Torched buses, no-go areas impact on HCI division’s results

- BANELE GININDZA banele.ginindza@inl.co.za

HOSKEN Passenger Logistics and Rail, a division of Hosken Consolidat­ed Investment (HCI), bore the brunt of social unrest in the build-up to the recent South African election in its results for the year to March.

It recorded a 1.6 percent decline in group revenue as some buses were torched, routes became no-go areas and taxi violence had an impact on business fluidity and rocketing fuel prices.

In its maiden results since listing on the JSE in April last year, the group, which is the holding company of Golden Arrow Bus Services, said group revenue fell to R1.7 billion from R1.8bn in the previous period.

Its revenue was also hurt by unparallel­ed fuel price increases of 48 percent compared to the prior year, and two labour strikes, one protected and another not.

“Regrettabl­y, in the run-up to national and provincial elections, widespread service delivery protests negatively affected the provision of scheduled bus services, particular­ly in areas adjacent to mushroomin­g informal settlement­s across the city,” the group said.

Hosken Passenger Logistics and Rail, which marks a year since it listed on the JSE in April – in the Travel and Leisure sector of the JSE’s main board – saw operating expenses increase in the current year to R1.38bn from R1.35bn in the previous, largely because of the disruption and destructio­n it experience­d.

The group’s operating profit declined to R411 million from R454m in the previous period, while finance costs grew significan­tly to R4m.

“Despite the increase in the fuel price and 8.5 percent increase in wages from the prior year, which make up the group’s two largest cost drivers, management’s focus on finding efficienci­es across its operations showed positive results containing the increase in operating expenses to 1.7 percent from the prior year.

“These cost-saving initiative­s covered areas affecting fuel, labour, electricit­y and water costs,” the group said in its financials for the year to March.

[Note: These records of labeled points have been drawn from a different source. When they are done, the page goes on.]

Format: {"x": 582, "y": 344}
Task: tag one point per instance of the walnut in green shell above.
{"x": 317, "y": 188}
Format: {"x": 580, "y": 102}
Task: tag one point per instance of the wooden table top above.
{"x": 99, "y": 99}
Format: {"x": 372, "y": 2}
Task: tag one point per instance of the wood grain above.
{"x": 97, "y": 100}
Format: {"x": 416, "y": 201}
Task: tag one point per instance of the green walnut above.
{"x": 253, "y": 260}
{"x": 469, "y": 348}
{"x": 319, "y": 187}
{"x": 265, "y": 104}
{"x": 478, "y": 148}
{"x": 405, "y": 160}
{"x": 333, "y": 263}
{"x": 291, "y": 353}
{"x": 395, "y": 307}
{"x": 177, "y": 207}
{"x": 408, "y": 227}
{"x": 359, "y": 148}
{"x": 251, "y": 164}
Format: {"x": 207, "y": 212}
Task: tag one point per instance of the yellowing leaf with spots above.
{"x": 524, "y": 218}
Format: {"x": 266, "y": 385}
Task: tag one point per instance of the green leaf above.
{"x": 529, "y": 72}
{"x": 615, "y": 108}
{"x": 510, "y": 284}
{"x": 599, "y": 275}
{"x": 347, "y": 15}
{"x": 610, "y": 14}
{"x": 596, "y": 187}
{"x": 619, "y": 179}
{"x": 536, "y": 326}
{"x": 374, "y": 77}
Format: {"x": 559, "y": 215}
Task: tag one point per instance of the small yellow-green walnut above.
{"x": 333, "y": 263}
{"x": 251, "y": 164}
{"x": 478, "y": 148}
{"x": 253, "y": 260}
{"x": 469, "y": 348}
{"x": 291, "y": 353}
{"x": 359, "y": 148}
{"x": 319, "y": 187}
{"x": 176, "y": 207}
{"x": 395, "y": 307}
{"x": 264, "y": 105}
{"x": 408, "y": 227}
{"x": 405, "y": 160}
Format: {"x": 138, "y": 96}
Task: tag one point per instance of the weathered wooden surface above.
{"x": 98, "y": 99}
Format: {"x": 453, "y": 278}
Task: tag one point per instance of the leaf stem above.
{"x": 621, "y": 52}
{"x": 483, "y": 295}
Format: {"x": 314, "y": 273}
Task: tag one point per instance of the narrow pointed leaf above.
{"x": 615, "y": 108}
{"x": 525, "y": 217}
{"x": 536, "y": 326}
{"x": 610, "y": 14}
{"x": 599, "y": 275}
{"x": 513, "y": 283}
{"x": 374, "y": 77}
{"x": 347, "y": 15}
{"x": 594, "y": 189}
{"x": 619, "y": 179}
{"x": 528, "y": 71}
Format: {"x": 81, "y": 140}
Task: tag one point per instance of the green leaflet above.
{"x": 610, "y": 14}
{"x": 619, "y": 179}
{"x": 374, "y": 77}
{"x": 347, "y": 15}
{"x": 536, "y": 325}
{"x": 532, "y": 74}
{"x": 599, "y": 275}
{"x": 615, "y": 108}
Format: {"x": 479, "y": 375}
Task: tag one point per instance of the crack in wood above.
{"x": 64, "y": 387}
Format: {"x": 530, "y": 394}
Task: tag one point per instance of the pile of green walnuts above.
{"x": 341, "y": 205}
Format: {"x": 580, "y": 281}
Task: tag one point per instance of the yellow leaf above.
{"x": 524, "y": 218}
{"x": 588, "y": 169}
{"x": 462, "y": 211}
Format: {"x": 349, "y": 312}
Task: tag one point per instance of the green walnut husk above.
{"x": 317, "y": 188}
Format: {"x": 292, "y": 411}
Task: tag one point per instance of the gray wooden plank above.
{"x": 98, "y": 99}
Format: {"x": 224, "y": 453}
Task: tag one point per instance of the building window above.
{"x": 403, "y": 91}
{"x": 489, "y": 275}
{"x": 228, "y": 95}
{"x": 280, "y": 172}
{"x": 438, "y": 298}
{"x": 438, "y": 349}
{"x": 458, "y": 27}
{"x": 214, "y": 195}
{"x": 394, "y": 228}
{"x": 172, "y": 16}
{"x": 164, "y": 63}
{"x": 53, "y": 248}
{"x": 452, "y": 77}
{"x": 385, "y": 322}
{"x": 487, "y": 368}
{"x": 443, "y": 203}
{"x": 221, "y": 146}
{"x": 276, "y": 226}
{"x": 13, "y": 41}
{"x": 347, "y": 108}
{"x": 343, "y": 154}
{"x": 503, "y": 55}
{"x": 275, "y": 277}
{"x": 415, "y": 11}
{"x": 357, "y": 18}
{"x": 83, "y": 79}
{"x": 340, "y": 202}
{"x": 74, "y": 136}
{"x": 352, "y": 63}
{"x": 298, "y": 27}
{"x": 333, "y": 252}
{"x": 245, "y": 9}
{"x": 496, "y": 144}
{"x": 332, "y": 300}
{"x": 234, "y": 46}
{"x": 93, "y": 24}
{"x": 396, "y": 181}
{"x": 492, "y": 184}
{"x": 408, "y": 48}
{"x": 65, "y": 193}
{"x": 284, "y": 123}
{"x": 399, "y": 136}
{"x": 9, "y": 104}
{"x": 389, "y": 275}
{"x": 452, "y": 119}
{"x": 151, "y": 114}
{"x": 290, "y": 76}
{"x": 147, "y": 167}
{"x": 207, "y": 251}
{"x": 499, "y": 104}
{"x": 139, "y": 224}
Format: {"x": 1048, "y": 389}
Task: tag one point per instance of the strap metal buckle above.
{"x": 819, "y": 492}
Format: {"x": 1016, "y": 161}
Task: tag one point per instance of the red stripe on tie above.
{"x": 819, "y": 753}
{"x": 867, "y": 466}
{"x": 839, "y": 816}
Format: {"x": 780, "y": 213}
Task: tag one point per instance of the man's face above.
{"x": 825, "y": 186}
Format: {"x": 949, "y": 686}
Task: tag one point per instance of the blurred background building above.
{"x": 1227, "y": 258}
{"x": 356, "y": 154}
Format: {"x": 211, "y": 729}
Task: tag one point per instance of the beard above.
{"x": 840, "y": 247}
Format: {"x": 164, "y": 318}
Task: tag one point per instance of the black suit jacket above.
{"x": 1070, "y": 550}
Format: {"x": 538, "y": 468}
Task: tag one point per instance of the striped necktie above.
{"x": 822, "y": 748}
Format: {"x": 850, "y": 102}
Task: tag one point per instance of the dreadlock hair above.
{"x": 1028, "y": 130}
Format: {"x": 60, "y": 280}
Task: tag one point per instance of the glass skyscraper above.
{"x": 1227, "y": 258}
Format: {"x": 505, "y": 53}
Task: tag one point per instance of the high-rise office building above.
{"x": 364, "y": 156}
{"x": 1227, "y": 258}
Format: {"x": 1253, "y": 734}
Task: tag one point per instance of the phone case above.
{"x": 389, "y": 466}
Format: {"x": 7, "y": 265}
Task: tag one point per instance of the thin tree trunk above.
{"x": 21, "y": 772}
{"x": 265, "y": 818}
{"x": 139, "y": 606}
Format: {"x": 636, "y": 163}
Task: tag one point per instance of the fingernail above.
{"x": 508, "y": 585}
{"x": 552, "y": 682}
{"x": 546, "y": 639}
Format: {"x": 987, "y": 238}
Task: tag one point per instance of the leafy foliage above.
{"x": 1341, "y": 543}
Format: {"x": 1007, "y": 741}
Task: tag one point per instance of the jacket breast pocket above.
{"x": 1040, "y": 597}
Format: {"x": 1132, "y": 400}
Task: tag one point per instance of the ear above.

It said this resulted in a decrease in operating profit of 9.3 percent from the prior year.

Profit for the year was 0.2 percent lower than the previous year, largely due to interest received on the financial asset and the effect of the reassessme­nt of residual values of buses.

Two fares increases totalling 14.5 percent were implemente­d over the financial year.

But overall demand for reliable road-based passenger public transport services continued to increase as a result of problems besetting the rail system in the Cape metropole, the group said.

The group sourced R156.4m of debt in the period for instalment sale agreements used to finance bus acquisitio­ns as opposed to R155.9m in the previous period.

HCI shares closed 0.85 percent lower at R103.89 on the JSE yesterday.